One strategy to close pediatric HIV testing gaps is testing children of HIV-infected adults in care; this index case testing (ICT) approach yields a higher likelihood of diagnosing pediatric HIV infection than in the general population [10, 11] and may identify asymptomatic children [10, 12-15]. Additionally, ICT engages adults familiar with the benefits of HIV care who may be amenable to testing their children.
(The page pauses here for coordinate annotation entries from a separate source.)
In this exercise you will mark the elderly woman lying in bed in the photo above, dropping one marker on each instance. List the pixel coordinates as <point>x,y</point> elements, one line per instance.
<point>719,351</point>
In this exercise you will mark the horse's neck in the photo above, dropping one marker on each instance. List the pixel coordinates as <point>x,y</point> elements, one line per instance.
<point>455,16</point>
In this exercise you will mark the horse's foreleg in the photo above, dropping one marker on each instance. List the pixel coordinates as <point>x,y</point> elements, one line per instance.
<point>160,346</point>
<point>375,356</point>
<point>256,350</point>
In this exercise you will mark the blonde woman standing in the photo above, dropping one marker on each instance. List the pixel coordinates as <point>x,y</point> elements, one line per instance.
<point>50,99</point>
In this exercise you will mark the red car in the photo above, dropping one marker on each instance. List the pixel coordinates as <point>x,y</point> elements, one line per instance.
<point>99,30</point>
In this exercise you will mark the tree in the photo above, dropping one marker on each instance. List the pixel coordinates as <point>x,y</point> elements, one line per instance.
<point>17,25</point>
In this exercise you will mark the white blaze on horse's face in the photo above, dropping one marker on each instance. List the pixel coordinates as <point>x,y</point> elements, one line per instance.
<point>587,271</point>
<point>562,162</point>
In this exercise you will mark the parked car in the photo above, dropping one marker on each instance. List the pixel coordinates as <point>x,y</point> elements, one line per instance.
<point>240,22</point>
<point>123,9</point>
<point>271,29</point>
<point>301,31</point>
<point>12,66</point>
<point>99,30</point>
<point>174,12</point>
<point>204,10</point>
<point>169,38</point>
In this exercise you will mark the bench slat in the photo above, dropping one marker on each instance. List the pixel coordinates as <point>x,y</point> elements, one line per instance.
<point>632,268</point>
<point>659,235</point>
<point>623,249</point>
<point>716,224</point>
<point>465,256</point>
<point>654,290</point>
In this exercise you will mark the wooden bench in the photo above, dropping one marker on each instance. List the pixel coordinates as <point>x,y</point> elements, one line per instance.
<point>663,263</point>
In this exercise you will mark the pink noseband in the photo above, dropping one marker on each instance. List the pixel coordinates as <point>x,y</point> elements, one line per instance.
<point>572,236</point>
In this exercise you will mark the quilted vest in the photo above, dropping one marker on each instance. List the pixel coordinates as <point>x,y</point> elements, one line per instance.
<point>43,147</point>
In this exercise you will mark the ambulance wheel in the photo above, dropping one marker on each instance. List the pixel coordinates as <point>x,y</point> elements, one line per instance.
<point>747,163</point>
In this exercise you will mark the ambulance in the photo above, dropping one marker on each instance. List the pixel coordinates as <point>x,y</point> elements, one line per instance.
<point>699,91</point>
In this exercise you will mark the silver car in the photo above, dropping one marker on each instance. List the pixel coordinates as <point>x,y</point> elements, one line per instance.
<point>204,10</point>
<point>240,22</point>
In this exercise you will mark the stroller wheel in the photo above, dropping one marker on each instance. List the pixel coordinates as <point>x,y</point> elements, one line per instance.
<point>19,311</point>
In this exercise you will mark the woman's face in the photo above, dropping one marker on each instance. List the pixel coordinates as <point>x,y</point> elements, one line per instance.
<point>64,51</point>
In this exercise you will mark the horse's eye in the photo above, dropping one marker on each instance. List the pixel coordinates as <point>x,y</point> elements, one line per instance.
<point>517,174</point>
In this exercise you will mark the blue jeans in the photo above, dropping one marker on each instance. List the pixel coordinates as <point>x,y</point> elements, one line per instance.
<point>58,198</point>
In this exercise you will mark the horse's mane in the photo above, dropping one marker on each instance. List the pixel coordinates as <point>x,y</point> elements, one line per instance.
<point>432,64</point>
We previously found that systematic ICT increased pediatric HIV testing four-fold; however, most (86%) adults did not complete child testing [12]. We conducted a nested study to determine key barriers to pediatric ICT.
METHODS
Study design
This was a cross-sectional mixed-methods study. The parent study CATCH (Counseling and Testing for Children at Home) included systematized offer of pediatric HIV testing at home or in clinic. Questionnaires and semi-structured in-depth interviews (IDI) were administered to caregivers with children of unknown HIV status prior to testing, and focus group discussions (FGD) with pediatric health care workers (HCW); data collection was concurrent with the parent study.
Ethics statement
University of Washington Institutional Review Board and Kenyatta National Hospital (KNH)/University of Nairobi Ethics and Research Committee approved the study. Written informed consent was obtained in IDIs and surveys; oral informed consent was provided for FGDs.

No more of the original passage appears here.